Tips On How To Have a Great Telehealth Visit

Tips On How To Have a Great Telehealth Visit

Over the past few months, I have gone from caring for all my patients in the office to seeing many of them virtually.  For me, it has been an amazing experience to be able to use technology to connect and help my patients while still practicing social distancing. Telehealth has actually been around a lot longer than most of us know. However, the COVID-19 pandemic has brought telehealth to the forefront as physicians try to keep non-COVID people out of the hospital while still providing excellent care to families.

During a telehealth visit, I use a secure, HIPPA-approved video conferencing platform to perform an office visit remotely. I have found certain “tips” help the visit run smoothly.

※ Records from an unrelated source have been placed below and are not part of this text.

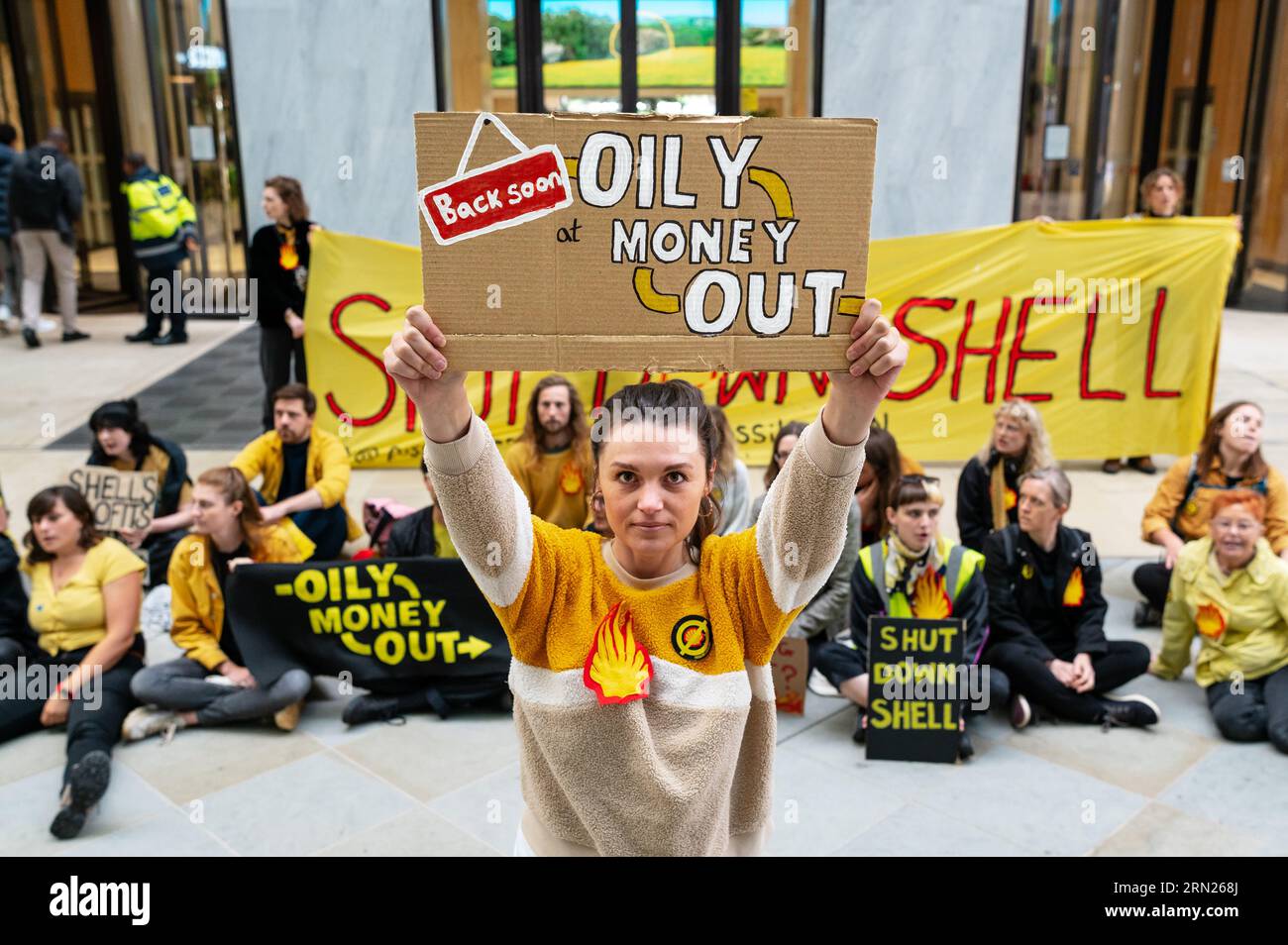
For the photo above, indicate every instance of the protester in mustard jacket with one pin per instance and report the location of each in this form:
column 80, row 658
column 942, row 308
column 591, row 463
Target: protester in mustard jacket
column 305, row 472
column 210, row 683
column 1229, row 458
column 1233, row 589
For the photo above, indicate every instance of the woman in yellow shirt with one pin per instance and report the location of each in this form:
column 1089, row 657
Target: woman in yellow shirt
column 85, row 595
column 210, row 683
column 1232, row 589
column 643, row 698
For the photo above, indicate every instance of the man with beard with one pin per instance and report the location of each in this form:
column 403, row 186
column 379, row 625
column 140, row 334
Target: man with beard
column 552, row 458
column 305, row 472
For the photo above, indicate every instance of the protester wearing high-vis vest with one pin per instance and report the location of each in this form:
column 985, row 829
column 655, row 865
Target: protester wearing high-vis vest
column 163, row 230
column 914, row 572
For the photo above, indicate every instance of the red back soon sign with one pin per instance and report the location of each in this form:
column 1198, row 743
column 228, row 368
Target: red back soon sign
column 501, row 194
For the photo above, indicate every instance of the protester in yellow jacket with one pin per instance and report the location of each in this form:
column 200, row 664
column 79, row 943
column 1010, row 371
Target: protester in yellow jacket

What you will need for the telehealth visit:

  • Access to your child’s TDDC patient portal. 
  • Instructions for the telehealth visit and portal forms will be sent in advance of the visit and will need to be completed before the appointment
  • A computer, tablet, or smartphone with a microphone and camera
  • A reliable internet connection

*Check your technology before the visit. Is your computer’s microphone working, is your internet connection strong where you’re sitting and is the volume turned up on your computer?

Find the perfect location:

  • Choose a quiet space that is free from noise and distractions.  A carpeted room will minimize echo.
  • Set your camera so it is at eye level for your child and for you.  If you are using a phone or tablet, lean it against something so you do not have to hold it.
  • Close any blinds and adjust your lighting. Make sure there is no light or window directly behind the camera to avoid glare.
  • Be prepared to adjust your camera when your child needs to be examined.

How to prepare your child for the visit?

  • Pick an appointment time when your child is likely to be fully awake.
  • Avoid multitasking during the appointment.
  • For young children (infant, toddler, or younger preschooler) it may be helpful to have another parent, older child, or caregiver nearby to help.
  • Keep toys, books, a bottle, or sippy cup handy to help soothe and engage your child throughout the visit.
  • For older school-age children, sit next to them during the visit so the physician can talk to both of you during the visit.

Gather important information before the session starts:

  • A list of your child’s current prescription medications, over the counter products, and supplements with dosages.
  • Your child’s current weight.
  • Pen and paper.
  • Discuss ahead of time and be prepared to answer a variety of questions, including how the symptoms have been occurring, when the symptoms are most severe, and any other related details.
  • A list of questions you and your child have.

What happens after the visit?

  • Your child’s appointment will be documented in your child’s electronic medical record and a copy will be sent to the pediatrician.
  • A summary of the visit will be sent to your child’s TDDC patient portal.